Uang Rp 70 miliar sangat fantastis. Akal waras publik berbicara rasa-rasanya hamper tidak mungkin seorang Nistra meminta uang Rp 70 miliar atas inisiatifnya sendiri. Sebab, Nistra bukanlah siapa-siapa yang bisa membuat atau mempengaruhi kebijakan dan keputusan.

Monitoring Kasus

Celakanya, disoal aliran uang di Komisi I DPR, Kepala Pusat Penerangan Hukum Kejaksaan Agung, Ketut Sumedana justru menyebut kekurangan alat bukti untuk menjerat Nistra sebagai tersangka.

“Hanya salah satu orang (saksi) saja. Kita tidak bisa mngklarifikasi berdasarkan satu keterangan saksi. Apalagi kesaksian itu akan menentukan nasib seseorang berikutnya. Jadi kita masih memerlukan keterangan-keterangan yang lain untuk mendukung keterangan saksi lainnya. Keterangan saksi sudah muncul dalam BAP. Maka, kita ingin semua (saksi-saksi) lebih transparan lagi dan terbuka. Kita memotoring kasus ini,” katanya.

Dan untuk kesekian kalian Badan Pemeriksa Keuangan (BPK) juga terseret. Lembaga audit tertinggi negara ini ternyata turut kecipratan fulus haram. Saksi Windi Purnama mengaku menyerahkan uang senilai Rp 40 miliar kepada seseorang bernama Sadikin. Penyerahan uang diperintahkan langsung oleh mantan Dirut Bakti Anang kepada Windi.

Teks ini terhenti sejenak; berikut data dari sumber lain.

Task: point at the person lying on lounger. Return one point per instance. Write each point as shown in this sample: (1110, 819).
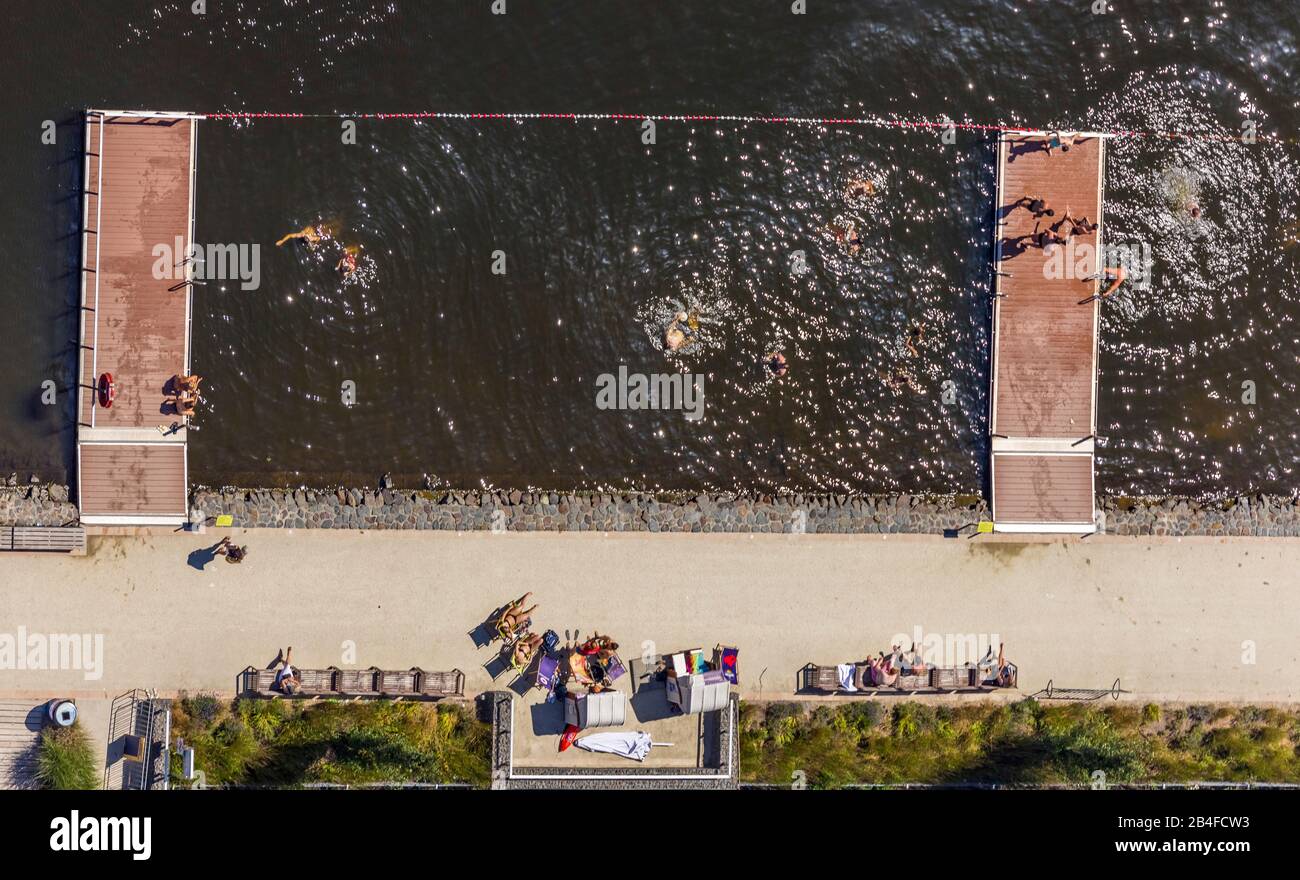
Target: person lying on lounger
(524, 650)
(514, 615)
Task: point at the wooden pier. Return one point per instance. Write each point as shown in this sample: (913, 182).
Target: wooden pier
(1045, 315)
(137, 226)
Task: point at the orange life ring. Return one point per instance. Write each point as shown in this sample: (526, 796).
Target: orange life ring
(107, 390)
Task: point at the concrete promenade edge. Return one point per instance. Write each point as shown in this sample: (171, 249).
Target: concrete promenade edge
(1174, 619)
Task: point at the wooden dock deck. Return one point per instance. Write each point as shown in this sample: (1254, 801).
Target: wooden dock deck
(1045, 315)
(138, 195)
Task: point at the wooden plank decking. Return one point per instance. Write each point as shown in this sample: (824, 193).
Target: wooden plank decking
(1044, 395)
(135, 320)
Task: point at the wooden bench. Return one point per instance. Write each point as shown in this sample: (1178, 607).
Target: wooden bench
(442, 684)
(399, 683)
(826, 679)
(358, 683)
(43, 538)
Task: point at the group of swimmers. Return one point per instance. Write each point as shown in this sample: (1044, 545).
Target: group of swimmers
(685, 326)
(320, 233)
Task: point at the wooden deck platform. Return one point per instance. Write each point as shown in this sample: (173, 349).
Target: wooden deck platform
(1045, 317)
(135, 320)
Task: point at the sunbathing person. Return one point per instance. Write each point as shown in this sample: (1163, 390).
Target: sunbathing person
(598, 646)
(911, 662)
(882, 673)
(514, 615)
(524, 650)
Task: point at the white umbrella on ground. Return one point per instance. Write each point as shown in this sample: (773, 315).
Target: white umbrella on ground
(629, 744)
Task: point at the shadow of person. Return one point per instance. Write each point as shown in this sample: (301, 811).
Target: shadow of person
(202, 556)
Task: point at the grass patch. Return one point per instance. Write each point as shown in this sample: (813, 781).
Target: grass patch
(1025, 742)
(65, 759)
(287, 744)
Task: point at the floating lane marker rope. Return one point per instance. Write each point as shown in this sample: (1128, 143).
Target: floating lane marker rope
(874, 121)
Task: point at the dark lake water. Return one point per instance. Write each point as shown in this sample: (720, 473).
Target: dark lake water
(481, 378)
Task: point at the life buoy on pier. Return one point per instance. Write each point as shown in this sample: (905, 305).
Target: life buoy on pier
(107, 390)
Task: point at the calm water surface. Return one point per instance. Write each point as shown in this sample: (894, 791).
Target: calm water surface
(480, 378)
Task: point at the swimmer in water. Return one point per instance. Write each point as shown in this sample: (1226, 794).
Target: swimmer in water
(347, 263)
(313, 234)
(677, 332)
(1114, 274)
(846, 235)
(902, 378)
(859, 186)
(914, 336)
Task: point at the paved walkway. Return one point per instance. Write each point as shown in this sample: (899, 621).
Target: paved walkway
(1171, 619)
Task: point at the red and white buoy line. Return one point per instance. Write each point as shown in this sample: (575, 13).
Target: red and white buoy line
(872, 121)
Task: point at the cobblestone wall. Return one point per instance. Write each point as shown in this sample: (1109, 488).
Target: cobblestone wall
(520, 511)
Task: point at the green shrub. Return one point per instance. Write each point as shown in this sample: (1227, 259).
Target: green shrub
(1023, 742)
(65, 759)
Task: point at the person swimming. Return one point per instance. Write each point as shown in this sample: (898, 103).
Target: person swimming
(859, 186)
(914, 336)
(679, 332)
(315, 234)
(347, 263)
(848, 235)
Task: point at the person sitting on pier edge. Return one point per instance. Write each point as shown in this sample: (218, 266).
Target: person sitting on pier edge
(882, 671)
(1074, 225)
(1038, 207)
(185, 403)
(1047, 237)
(996, 673)
(286, 677)
(181, 384)
(315, 234)
(1114, 274)
(1054, 142)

Uang pecahan dolar Amerika dan Singapura senilai Rp 40 miliar dalam sebuah koper diberikan Windi kepada Sadikin di parkiran Grand Hyatt. Uang disetor melalui Sadikin, yang diduga oknum BPK demi menutup celah temuan penyimpangan dalam audit Kominfo tahun 2021. Terlebih BPK telah menaikan statusnya dengan melakukan audit khusus pemeriksaan dengan tujuan tertentu.

Saat dikonfirmasi, Kepala Humas BPK Yudi Ramdan hanya menjawab diplomatis. Kata Yudi, akan mengikuti proses hukum yang berlaku.

Ketua Indonesia Autid Watch, Iskandar Sitorus mendorong penyidik segera menyelidiki fakta-fakta baru persidangan. Kejaksaan Agung diminta tidak tebang pilih mnuntaskan korupsi berjamaan proyek BTS 4G Bakti.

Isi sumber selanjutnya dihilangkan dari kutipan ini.